Quelques chiffres en préambule. Aujourd’hui, la restauration scolaire des établissements d’enseignement secondaire publics de la Région Centre, c’est :

– 60000 convives chaque jour,

– environ 10 millions de repas par an,

– 94 restaurants scolaires, (90 en gestion autonome et 4 établissements livrés par des cuisines centrales de lycées),

– 65 labellisés Self’O Centre,

– plus de 1 000 agents aux services de restauration,

– 20 millions d’euros d’achats de denrées par an.

 

J’ai déjà eu l’occasion dans cet hémicycle de rappeler ces chiffres.

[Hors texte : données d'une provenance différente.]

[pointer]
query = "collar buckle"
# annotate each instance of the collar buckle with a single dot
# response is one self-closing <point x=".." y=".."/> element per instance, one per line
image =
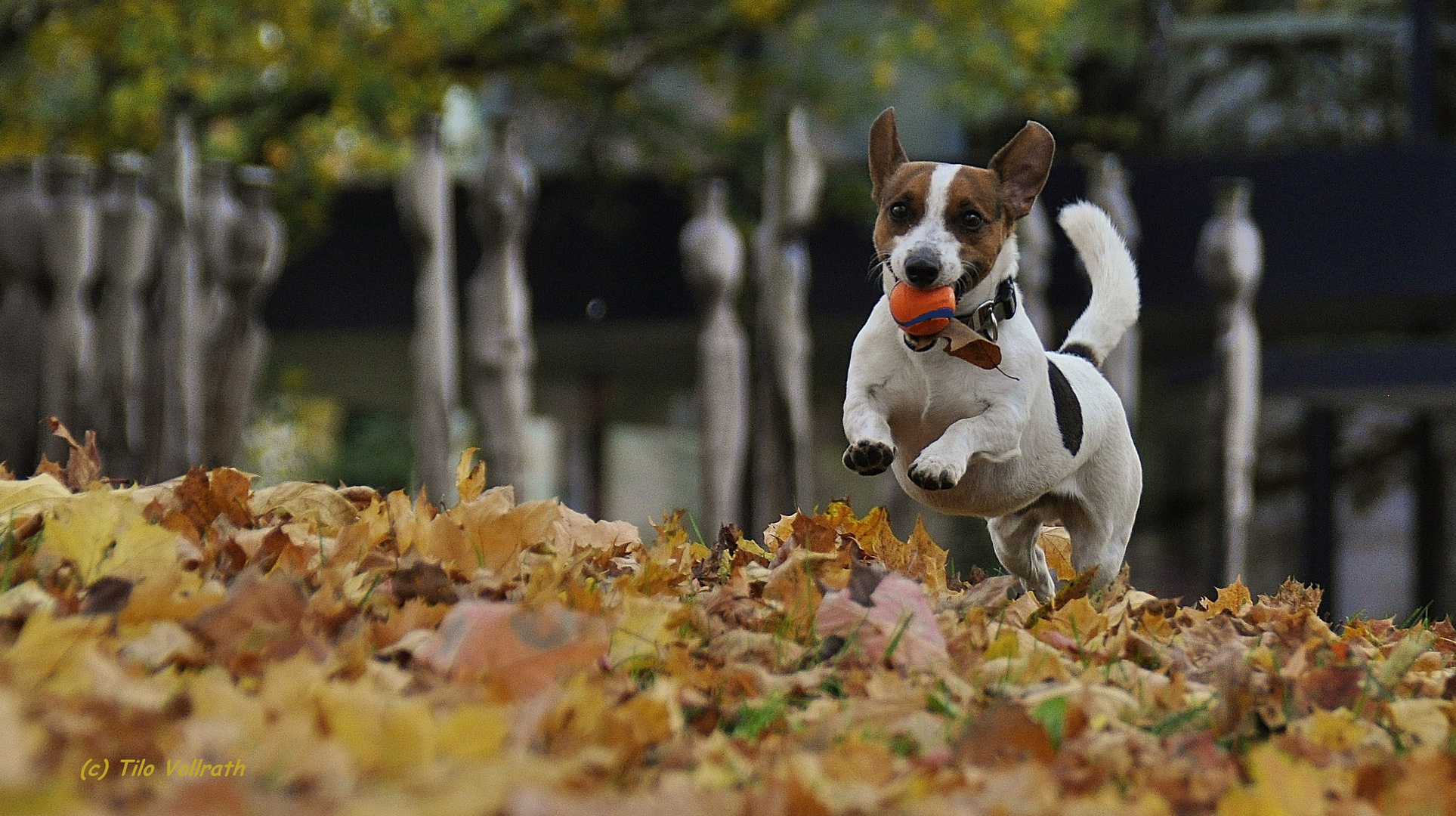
<point x="986" y="318"/>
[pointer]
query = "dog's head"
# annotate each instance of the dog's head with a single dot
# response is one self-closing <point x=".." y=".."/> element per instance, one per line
<point x="945" y="224"/>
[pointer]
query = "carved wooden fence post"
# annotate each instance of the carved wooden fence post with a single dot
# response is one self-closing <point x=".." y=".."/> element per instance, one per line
<point x="427" y="210"/>
<point x="23" y="204"/>
<point x="498" y="306"/>
<point x="1034" y="273"/>
<point x="1231" y="261"/>
<point x="182" y="340"/>
<point x="1108" y="188"/>
<point x="713" y="263"/>
<point x="72" y="244"/>
<point x="784" y="434"/>
<point x="124" y="326"/>
<point x="249" y="263"/>
<point x="216" y="224"/>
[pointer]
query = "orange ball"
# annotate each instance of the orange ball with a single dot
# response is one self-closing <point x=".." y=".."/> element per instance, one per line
<point x="922" y="312"/>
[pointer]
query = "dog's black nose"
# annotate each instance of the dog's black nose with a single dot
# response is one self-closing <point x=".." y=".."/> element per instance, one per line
<point x="922" y="270"/>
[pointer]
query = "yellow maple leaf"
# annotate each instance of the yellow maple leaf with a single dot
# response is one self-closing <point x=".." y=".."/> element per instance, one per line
<point x="31" y="496"/>
<point x="469" y="481"/>
<point x="1057" y="546"/>
<point x="51" y="652"/>
<point x="1426" y="720"/>
<point x="382" y="734"/>
<point x="642" y="630"/>
<point x="105" y="535"/>
<point x="474" y="731"/>
<point x="1231" y="598"/>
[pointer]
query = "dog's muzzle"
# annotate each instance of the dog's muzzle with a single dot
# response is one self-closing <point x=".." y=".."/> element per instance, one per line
<point x="985" y="320"/>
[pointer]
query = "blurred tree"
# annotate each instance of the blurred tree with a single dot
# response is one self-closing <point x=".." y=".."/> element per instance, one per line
<point x="328" y="91"/>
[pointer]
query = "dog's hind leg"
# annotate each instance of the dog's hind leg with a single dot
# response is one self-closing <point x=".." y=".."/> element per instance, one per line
<point x="1015" y="541"/>
<point x="1096" y="541"/>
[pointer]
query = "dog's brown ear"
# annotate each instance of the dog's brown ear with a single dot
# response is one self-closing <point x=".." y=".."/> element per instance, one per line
<point x="1022" y="166"/>
<point x="886" y="153"/>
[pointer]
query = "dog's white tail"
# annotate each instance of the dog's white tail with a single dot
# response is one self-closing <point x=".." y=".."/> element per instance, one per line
<point x="1116" y="298"/>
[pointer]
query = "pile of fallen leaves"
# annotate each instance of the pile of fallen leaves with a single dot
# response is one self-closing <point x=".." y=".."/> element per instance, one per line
<point x="359" y="653"/>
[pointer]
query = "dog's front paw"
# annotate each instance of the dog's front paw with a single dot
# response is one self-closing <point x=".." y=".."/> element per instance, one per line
<point x="868" y="458"/>
<point x="932" y="472"/>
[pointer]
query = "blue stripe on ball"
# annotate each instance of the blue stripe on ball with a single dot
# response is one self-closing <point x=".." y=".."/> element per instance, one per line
<point x="929" y="315"/>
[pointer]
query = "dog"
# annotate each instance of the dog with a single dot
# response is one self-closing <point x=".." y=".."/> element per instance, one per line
<point x="995" y="428"/>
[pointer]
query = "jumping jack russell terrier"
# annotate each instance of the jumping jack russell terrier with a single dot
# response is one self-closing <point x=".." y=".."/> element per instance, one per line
<point x="988" y="423"/>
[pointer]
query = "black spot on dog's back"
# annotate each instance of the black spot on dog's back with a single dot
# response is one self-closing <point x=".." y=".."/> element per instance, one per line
<point x="1079" y="350"/>
<point x="1069" y="411"/>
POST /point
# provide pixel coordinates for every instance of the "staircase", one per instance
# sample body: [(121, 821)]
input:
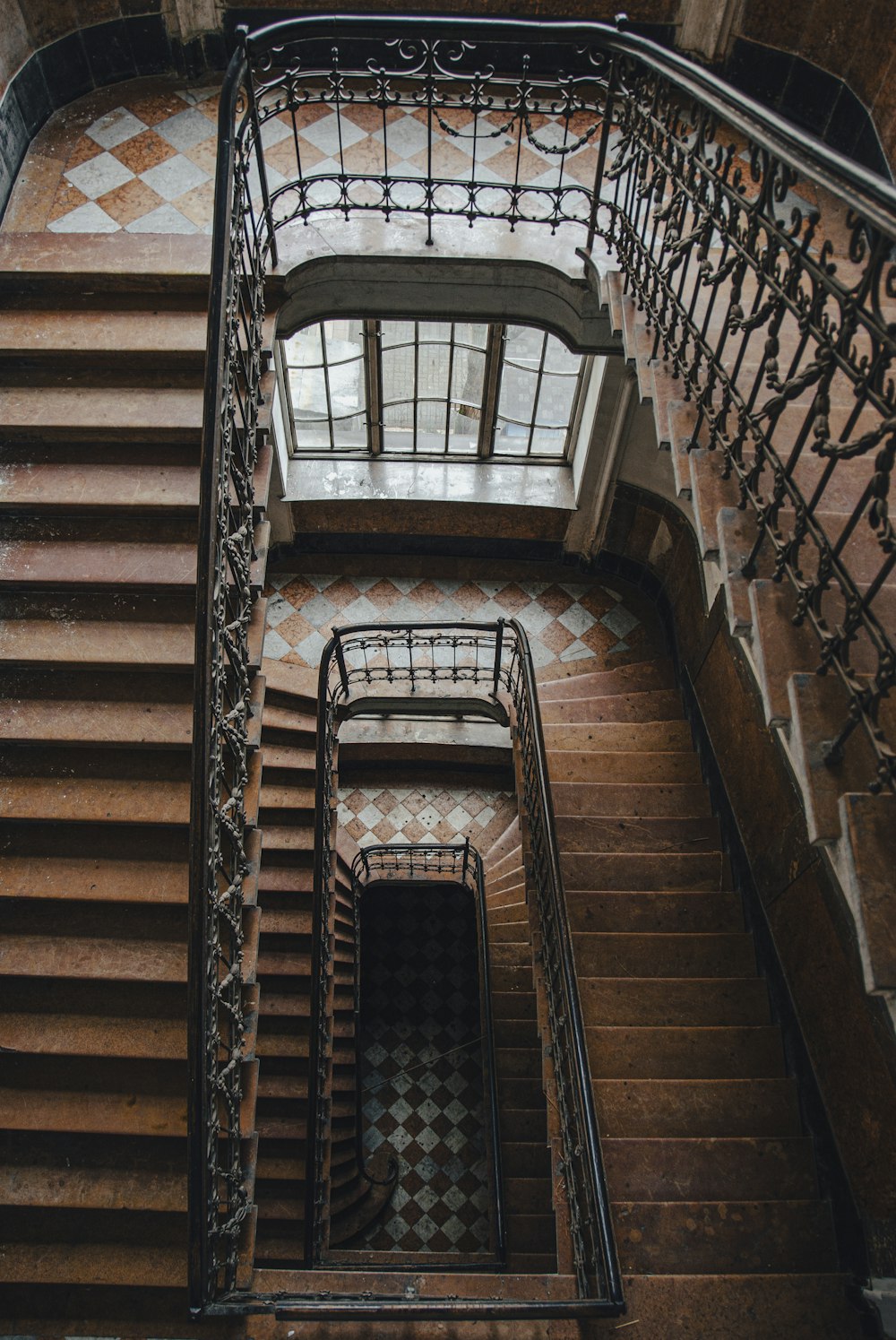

Je le fais pour souligner l’importance que peut revêtir cette forme de consommation alimentaire pour une économie agricole locale, rurale ou périurbaine.

 

Depuis le début de ce mandat, nous œuvrons pour qu’au moins 20 % des denrées utilisées soient d’origine bio et locale dans les restaurants scolaires de chaque établissement. Pourquoi ? Pour nous, consommer bio et local dans les lycées de la région Centre, est un acte citoyen envers une économie locale de producteurs, éleveurs, artisans.

 

La restauration scolaire est un service public qui dispose d’un potentiel économique pour dynamiser l’agriculture biologique de proximité en offrant aux acteurs de cette filière des débouchés commerciaux durables, en permettant de travailler à la structuration de filières capables de répondre aux demandes spécifiques de la restauration scolaire mais aussi de la restauration collective dans son ensemble.

 

Pour cela, il faut travailler sur plusieurs axes simultanément :

  • l’approvisionnement par la structuration des filières ; en témoigne la mise en place de  la plate forme d’achats Self Bio Centre, par le groupement des achats, comme en Eure-et-Loir ;
  • la formation des chefs de cuisine, mais aussi la mise en valeur de leur travail ; travaux menés par les 65 lycées Self O Centre, manifestations 100% bio ; 
  • la sensibilisation et l’éducation des usagers ; je pense ici à l’important travail sur la réduction des déchets alimentaires ; aujourd’hui plus de 25 lycées volontaires pour lutter contre le gaspillage dans leurs restaurants. Les cadres d’intervention proposés par les dispositifs Lycéens citoyens, Prévention Santé, Agenda 21 nous ont déjà permis de soutenir les initiatives portées par les lycées dans le domaine de l’alimentation, soulignant ainsi les besoins des communautés éducatives dans ce domaine. Et qui leur permettront de faire le lien entre l’appel à projets et l’information des publics sur les enjeux environnementaux, économiques et sociaux, de santé de l’agriculture Bio.

 

L’appel à projets « pour développer l’usage des denrées bio » a été monté dans ce contexte. Nous avons connaissance, grâce aux liens tissés avec les établissements, des nombreuses opérations menées dans les lycées pour l’introduction de produits bio dans leurs restaurants. Oui, il est possible de réaliser régulièrement des repas composés d’aliments biologiques. La Région souhaite, par cette mesure, faire de ces initiatives des tremplins pour un engagement durable dans une démarche de consommation de produits bio locaux.

 

Afin de répondre à cet objectif, nous offrons aux lycées un soutien logistique et financier.

 

Logistique, puisque nous nous basons sur la grille de fréquences établie dans le cadre  de la mise en place Plan National d’Alimentation (PNA), dans laquelle la Région a fixé les obligations d’utilisation de produits bio.

 

Financier, pouvant aller jusqu’à 40 % des coûts prévisionnels d’achats des denrées bio sur la base des estimations de consommation de denrée bio.

 

En conclusion, je rappellerai que cette construction a été montée grâce aux échanges avec plusieurs établissements. Je sais, pour en avoir discuté avec eux, leurs attentes à ce sujet, particulièrement dans les établissements où les revenus des familles ne permettent pas une grande marge de manœuvre et qui ont envie de porter cette thématique. J’y attache une importance particulière, car la promotion du bio que nous voulons défendre est celle d’une bio pour tous, accessible au plus grand nombre de consommateurs.